At that time, my mother died delivering her 11th child. There was no transport during the night to take her to the hospital. In the morning, a UNHCR ambulance arrived and I went with her to the hospital. Little did I know was escorting a dead body.
In order to pay for our share of the school fees, I rode a bicycle I had inherited from my father to cultivate sesame and peddle them at the refugee camp. During holidays, I joined UNHCR’s food for work projects, cleaning roads and planting trees for two years.
I had only two pairs of clothes to wash and a school uniform. I completed secondary school in 2003 and passed with good grades. That same year, Imvepi Refugee Settlement was hit with a food crisis. My father and my brothers did not have food to eat. They sold the goats and chicken I raised to buy food. I moved to Koboko town to look for a job to support my family.
In 2004, I got the opportunity for a Uganda Advanced Certificate of Education to study in St. Charles Lwanga College in Koboko, which I completed in 2005, the same year my father died of hunger and frustration in the camp. I was left to care of five younger brothers.
In 2006, my cousin bought computers and asked me to start a business. Even if I was not trained and I did not know anything about the new technology, I agreed. He only showed me how to start a computer. I had to learn the rest on my own. I later became the best computer tutor in Koboko district and a consultant to companies such as MTN Uganda.

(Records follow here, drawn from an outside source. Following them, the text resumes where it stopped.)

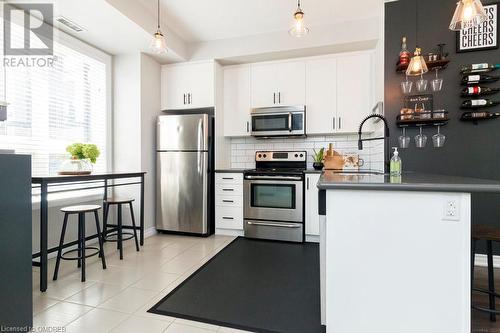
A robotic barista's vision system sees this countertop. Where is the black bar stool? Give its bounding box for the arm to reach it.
[103,198,139,260]
[53,205,106,282]
[471,225,500,321]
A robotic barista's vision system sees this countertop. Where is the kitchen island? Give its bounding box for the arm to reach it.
[318,171,500,333]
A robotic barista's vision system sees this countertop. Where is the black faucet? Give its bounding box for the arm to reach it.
[358,114,391,173]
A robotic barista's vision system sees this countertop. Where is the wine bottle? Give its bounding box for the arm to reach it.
[462,86,500,97]
[462,74,500,85]
[461,111,500,120]
[460,63,500,74]
[462,99,500,109]
[399,37,411,66]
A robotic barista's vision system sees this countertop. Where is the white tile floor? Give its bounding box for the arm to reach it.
[33,235,252,333]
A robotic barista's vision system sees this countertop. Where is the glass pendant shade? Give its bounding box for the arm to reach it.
[151,30,167,54]
[450,0,488,31]
[288,2,309,38]
[406,47,429,76]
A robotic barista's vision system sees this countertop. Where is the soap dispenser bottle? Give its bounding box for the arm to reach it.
[390,147,402,177]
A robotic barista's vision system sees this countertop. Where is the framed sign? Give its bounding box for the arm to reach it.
[404,94,434,111]
[457,2,499,53]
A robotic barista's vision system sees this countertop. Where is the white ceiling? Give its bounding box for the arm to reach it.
[139,0,383,43]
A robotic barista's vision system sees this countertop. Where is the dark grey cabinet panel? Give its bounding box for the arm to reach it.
[0,154,33,328]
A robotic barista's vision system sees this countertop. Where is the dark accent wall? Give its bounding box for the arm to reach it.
[385,0,500,253]
[0,154,33,326]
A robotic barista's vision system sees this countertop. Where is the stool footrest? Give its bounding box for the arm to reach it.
[61,246,100,260]
[472,305,500,314]
[104,232,134,242]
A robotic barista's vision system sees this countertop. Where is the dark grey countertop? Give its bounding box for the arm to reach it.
[215,169,248,173]
[318,171,500,193]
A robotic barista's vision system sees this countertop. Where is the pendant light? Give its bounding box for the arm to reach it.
[406,0,429,76]
[151,0,167,54]
[450,0,488,31]
[288,0,309,38]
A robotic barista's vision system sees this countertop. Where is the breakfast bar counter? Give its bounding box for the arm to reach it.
[317,171,500,333]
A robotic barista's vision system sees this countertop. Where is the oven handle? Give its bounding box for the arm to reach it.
[246,221,300,229]
[245,176,302,180]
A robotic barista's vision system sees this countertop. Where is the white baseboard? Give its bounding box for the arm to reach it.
[474,254,500,268]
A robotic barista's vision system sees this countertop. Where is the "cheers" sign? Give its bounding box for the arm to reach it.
[457,4,498,52]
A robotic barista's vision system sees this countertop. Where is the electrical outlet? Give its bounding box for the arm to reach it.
[443,199,460,221]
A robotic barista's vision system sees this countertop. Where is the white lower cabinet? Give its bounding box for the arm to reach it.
[215,172,243,234]
[305,173,321,236]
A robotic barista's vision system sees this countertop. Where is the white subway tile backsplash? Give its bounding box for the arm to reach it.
[231,134,384,170]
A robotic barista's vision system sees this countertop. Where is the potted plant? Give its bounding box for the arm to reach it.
[59,143,101,175]
[313,148,325,170]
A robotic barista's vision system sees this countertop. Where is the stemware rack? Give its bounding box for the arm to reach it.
[396,59,450,73]
[396,111,450,128]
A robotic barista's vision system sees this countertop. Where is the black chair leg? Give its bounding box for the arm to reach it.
[78,213,85,282]
[129,202,139,252]
[94,211,106,269]
[52,213,68,281]
[470,239,477,290]
[116,204,123,260]
[76,214,82,268]
[486,240,496,321]
[102,203,109,242]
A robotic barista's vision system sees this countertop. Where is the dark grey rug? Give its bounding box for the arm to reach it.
[149,237,325,333]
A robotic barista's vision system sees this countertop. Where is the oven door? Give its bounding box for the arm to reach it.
[251,107,306,137]
[243,175,304,223]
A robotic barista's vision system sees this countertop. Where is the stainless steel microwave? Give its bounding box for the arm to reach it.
[251,105,306,137]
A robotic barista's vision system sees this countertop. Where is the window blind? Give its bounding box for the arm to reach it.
[0,15,109,175]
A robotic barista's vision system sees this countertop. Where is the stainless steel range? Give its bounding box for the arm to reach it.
[243,151,307,242]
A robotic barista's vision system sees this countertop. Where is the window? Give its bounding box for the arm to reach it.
[0,16,110,175]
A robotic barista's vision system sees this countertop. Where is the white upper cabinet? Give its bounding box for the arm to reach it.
[161,61,215,110]
[337,53,375,133]
[251,61,306,108]
[223,66,251,136]
[306,58,337,134]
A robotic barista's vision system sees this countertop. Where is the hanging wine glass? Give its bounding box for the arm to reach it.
[432,126,446,148]
[431,68,443,91]
[401,75,413,95]
[415,126,427,148]
[417,74,429,92]
[398,127,411,149]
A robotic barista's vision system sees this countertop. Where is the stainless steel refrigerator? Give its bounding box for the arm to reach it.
[156,112,214,236]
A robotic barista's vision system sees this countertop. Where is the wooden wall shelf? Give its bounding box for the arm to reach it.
[396,59,450,73]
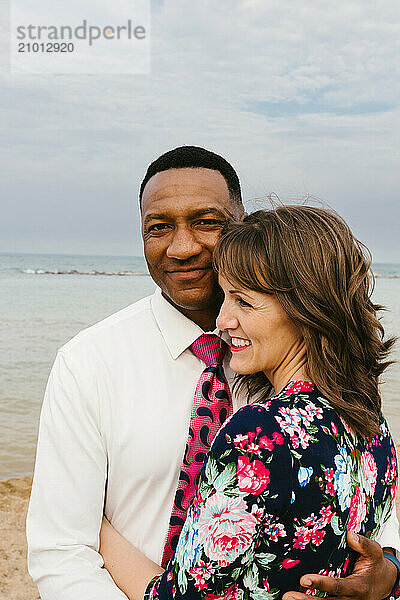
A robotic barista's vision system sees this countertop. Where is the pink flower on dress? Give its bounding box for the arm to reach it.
[259,435,274,450]
[198,492,257,568]
[282,558,300,569]
[190,560,214,590]
[361,451,378,496]
[237,456,270,494]
[318,506,335,527]
[293,527,312,550]
[272,431,283,446]
[265,522,286,542]
[290,429,310,450]
[204,583,238,600]
[347,486,367,533]
[390,479,398,505]
[325,481,335,496]
[251,504,265,523]
[311,529,325,546]
[285,381,314,396]
[233,433,249,449]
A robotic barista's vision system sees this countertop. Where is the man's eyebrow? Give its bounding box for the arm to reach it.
[143,213,169,225]
[143,207,231,225]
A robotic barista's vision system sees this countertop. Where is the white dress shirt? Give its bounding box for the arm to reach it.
[27,289,400,600]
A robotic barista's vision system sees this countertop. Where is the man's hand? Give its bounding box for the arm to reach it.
[282,531,397,600]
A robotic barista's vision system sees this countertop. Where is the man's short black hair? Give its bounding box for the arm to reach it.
[139,146,242,206]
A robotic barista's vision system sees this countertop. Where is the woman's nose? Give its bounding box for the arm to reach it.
[217,301,239,331]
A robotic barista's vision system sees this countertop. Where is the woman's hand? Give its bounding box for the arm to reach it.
[99,517,163,600]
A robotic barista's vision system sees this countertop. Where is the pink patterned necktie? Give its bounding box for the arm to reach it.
[161,334,232,568]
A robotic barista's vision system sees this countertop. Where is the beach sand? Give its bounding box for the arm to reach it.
[0,454,400,600]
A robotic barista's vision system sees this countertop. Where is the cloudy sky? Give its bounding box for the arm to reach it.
[0,0,400,262]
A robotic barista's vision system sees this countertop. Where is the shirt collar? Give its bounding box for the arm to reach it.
[151,287,220,360]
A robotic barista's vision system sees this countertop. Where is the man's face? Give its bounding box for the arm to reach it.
[142,168,241,311]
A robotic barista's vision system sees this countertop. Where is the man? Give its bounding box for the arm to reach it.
[27,147,398,600]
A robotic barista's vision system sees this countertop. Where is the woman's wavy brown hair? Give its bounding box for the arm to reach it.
[214,205,395,437]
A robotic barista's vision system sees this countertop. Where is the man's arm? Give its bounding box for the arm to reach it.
[282,532,398,600]
[27,351,126,600]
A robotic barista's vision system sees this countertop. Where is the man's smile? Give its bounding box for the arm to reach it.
[166,267,212,281]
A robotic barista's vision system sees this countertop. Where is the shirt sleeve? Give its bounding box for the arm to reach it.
[145,405,292,600]
[27,351,126,600]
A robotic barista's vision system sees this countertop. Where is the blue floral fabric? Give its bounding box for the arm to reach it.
[145,381,397,600]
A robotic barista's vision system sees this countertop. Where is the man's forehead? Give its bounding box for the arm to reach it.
[143,168,229,200]
[142,168,233,215]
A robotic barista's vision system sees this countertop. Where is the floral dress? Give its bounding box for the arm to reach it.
[145,381,397,600]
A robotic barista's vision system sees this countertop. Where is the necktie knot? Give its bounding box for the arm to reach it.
[190,333,225,367]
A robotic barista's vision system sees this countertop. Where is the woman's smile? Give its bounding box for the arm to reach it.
[231,336,251,352]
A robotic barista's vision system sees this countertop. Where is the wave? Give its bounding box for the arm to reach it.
[21,269,149,277]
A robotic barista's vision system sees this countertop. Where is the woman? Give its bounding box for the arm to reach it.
[100,206,397,600]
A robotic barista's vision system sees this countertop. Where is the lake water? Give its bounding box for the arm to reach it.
[0,254,400,479]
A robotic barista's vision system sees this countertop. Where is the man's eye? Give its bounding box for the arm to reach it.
[147,223,168,233]
[196,219,225,225]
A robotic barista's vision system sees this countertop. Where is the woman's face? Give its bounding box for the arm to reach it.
[217,275,304,382]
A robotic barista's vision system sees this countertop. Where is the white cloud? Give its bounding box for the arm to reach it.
[0,0,400,260]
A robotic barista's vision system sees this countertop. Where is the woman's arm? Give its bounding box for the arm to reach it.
[99,517,163,600]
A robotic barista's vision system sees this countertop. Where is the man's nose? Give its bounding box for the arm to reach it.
[217,300,239,331]
[167,227,203,260]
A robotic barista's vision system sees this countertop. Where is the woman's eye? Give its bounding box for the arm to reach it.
[237,298,252,308]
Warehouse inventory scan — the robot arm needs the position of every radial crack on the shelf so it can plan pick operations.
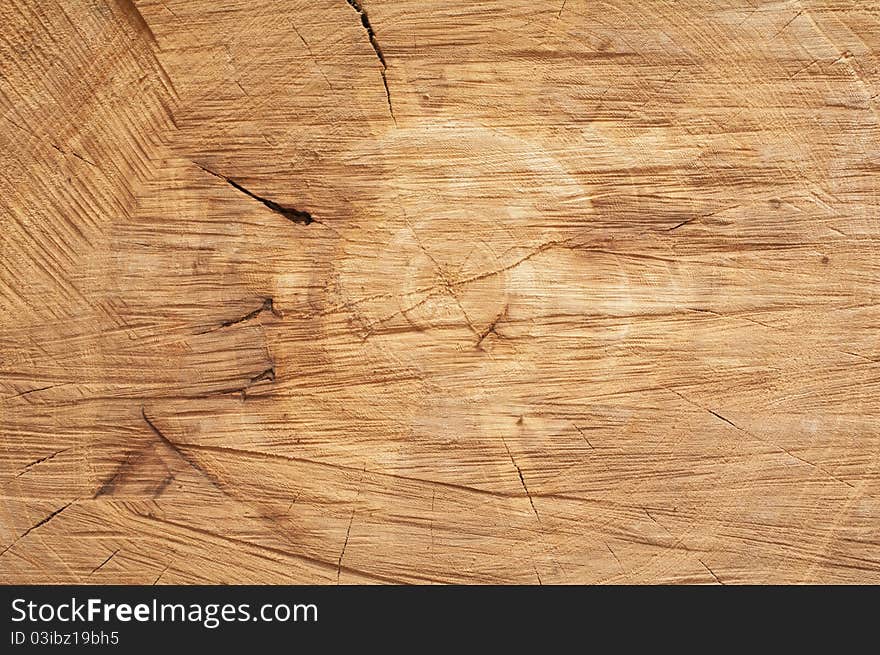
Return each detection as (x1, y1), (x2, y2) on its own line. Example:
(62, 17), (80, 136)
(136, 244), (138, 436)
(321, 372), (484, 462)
(346, 0), (397, 125)
(193, 162), (316, 225)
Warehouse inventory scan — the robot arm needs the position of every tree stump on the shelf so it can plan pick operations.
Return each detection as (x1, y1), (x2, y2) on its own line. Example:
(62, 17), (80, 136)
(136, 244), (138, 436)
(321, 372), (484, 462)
(0, 0), (880, 584)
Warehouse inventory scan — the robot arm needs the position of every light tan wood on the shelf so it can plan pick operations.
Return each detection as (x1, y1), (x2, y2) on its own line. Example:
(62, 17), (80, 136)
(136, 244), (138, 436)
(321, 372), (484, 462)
(0, 0), (880, 584)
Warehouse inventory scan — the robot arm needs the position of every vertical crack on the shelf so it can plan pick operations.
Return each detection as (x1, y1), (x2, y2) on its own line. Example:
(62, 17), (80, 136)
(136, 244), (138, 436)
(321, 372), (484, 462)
(346, 0), (397, 125)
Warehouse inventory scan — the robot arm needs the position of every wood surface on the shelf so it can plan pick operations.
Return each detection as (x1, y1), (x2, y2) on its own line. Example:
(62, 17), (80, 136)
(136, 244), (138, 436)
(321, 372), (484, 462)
(0, 0), (880, 584)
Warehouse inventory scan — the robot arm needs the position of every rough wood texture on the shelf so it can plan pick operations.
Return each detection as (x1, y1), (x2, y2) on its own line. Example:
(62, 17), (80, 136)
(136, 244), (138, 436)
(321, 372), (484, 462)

My cousin agreed to pay for my university fees to study for an Advance Certificate in Education. I took care of my personal needs, studied and worked at the same time to send my brothers to school. I became a teacher and a broker in Kampala, allowing me to pay the bills and school fees.
I had the faith that things would change for the better. I resolved to get good grades to qualify for a scholarship grant to go to a city school. My brothers also did well so I did my best to support them.
I graduated with a degree in Economics & Management from Uganda Christian University and returned to Juba in 2009. Being an elder brother, I cannot imagine my brothers dropping out of school so I have to get any job to keep them in school. These pressures which I call a test to my faith shaped my life. It also affected my career path. I accepted jobs for the sake of my family.
I struggled to find my purpose in life as my first job was to train ex-combatants on life skills. I worked as National Civilian Training Consultant with a UN agency and various organizations. I call this journey a “crisis of career” as I went along with whatever opportunity to help my family survive.
In 2011, I turned down a scholarship for a Master’s Degree in Environmental Economics from the University of Pretoria in South Africa and also in 2013, a scholarship to study for a Master’s Degree in Economics in the UK as I needed to keep supporting my family. They all depended on me and leaving them behind was unthinkable. Instead, I left my dreams behind.
In 2016, I joined World Vision South Sudan as Fleet Manager. It was a time when South Sudan was in the middle of intense fighting. Working for World Vision has been a turning point in my life. I consider it a “miracle job” where I discovered my purpose. The role has been both challenging and rewarding.
I serve as a part-time preacher at Episcopal Church of South Sudan and the St. Emmanuel Parish. Finally, I am back in school studying for my Master of Science Degree in Economics at the University of Juba and also plan to complete a Master’s Degree of Divinity.
For refugees to rise from their condition, organizations and governments should look beyond the crisis. During my life as a refugee, we were viewed as guests and were not allowed to work. Refugees should be integrated into host communities, given life skills to make them self-reliant. Education should be a top priority. For children, losing the chance to pursue their studies is devastating.
Dennis married to Juan Suzan and a father of three children Manasseh Duku, Hannah Keji and Adamina Blessing.